Which is not to say that Domzalski stopped working on his own game. After a freshman season in which he fouled out nine times-once in just 13 minutes-Domzalski heard all the jokes and nicknames, like "Dumbfoulski."

But he learned to control the fouls, and to see the same player practicing crossover dribbles before a recent practice is to understand just how far Domzalski has come in four years. That the talent around him has grown by leaps and bounds makes for an unusual situation: more skill but fewer opportunities to prove it.

"You guys just see what he does in games," said teammate Elton Brand. "You don't really see what he does in practices. I give Taymon a lot of credit for my improvement, because he's constantly making me better in practice."

Brand doesn't think most observers understand Domzalski's work ethic or his potential for stardom. Virginia coach Pete Gillen, whose Cavaliers face Duke in the first round of the ACC tournament, agrees.

After a 46-point loss at Cameron Indoor Stadium, Gillen explained Duke's talent level in terms of its ninth man, Domzalski.

"He's a guy who's a high school All-American, and he can't even get on the floor," Gillen said. "If he came to Virginia, we'd build a monument to him, right next to Jefferson. Maybe not quite as tall."

Domzalski, the 1997-98 Paine Webber National Scholar Athlete of the Year, has long had a dream to go to medical school. He's already been invited to the Portsmouth (Va.) tryout camp for NBA hopefuls, however, and he plans to put graduate school on hold.

"I'm going to play as long as I can," said Domzalski, who got his first and only start of the season on Senior Day.

Playing abroad is a possibility, he said without hesitation.

For now, though, there are more pressing matters. Like getting Duke back to the Final Four. Domzalski's former teammate Steve Wojciechowski graduated last year as a member of the first Duke class since 1985 never to play on the last weekend in March.

The humble Domzalski might be the poster boy for this 29-1 Duke team, a No. 1-ranked squad that is being called everything but invincible.

"You know what it is?" Domzalski said. "It's the talent, but it's also the selflessness. I've been around so many teams with tremendous talent, but everybody wants to be the man. It's hard for some guys to understand that not everybody can be the all-star, superstar player."

Domzalski explained the unique chemistry this team has developed.

"You have to have people to do the little things and fill roles," he said. "And we call them little things, we call them role players and we look at 'role' as a nasty word sometimes. But it's not. It's doing things that make the group better, make the whole better, make the team better."

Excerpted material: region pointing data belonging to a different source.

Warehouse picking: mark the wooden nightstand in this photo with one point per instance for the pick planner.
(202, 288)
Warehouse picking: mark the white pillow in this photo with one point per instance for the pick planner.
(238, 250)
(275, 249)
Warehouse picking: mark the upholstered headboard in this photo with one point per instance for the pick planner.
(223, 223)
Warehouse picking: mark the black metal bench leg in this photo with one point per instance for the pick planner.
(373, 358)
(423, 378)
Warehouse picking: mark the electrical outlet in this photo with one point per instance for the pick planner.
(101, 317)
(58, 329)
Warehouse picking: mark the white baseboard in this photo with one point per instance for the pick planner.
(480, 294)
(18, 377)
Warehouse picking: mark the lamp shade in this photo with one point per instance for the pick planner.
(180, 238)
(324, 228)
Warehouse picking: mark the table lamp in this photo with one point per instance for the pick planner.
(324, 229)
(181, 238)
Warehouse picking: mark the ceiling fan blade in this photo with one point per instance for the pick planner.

Few people understand that as well as Brand, whose All-ACC and All-America accolades have come at the expense of his elder teammate. Domzalski may be running out of time on his college career, but he's not going unnoticed.

"I remember coming in freshman year, Taymon was playing great and I wasn't sure what my role was going to be," Brand said. "But he put the team first. That's what good players have to do, and he's done it. He's sacrificed."

Domzalski credits Krzyzewski for molding his outlook and inspiring the team-first concept that the Blue Devils have so firmly embraced. The results speak for themselves: a 29-1 record, a perfect 16-0 ACC record and a No. 1 ranking.

With the clock ticking on his career, Domzalski is typically unconcerned with personal goals. He's more worried about where this team, already dubbed by some as the best Duke squad ever, will finish.

"We've said it a million times: a team has a lifetime," Domzalski said. "It starts when we get to school here in the fall and ends in the spring. That's the lifetime of this team, and we'll never have this unit back again, never have this team back again."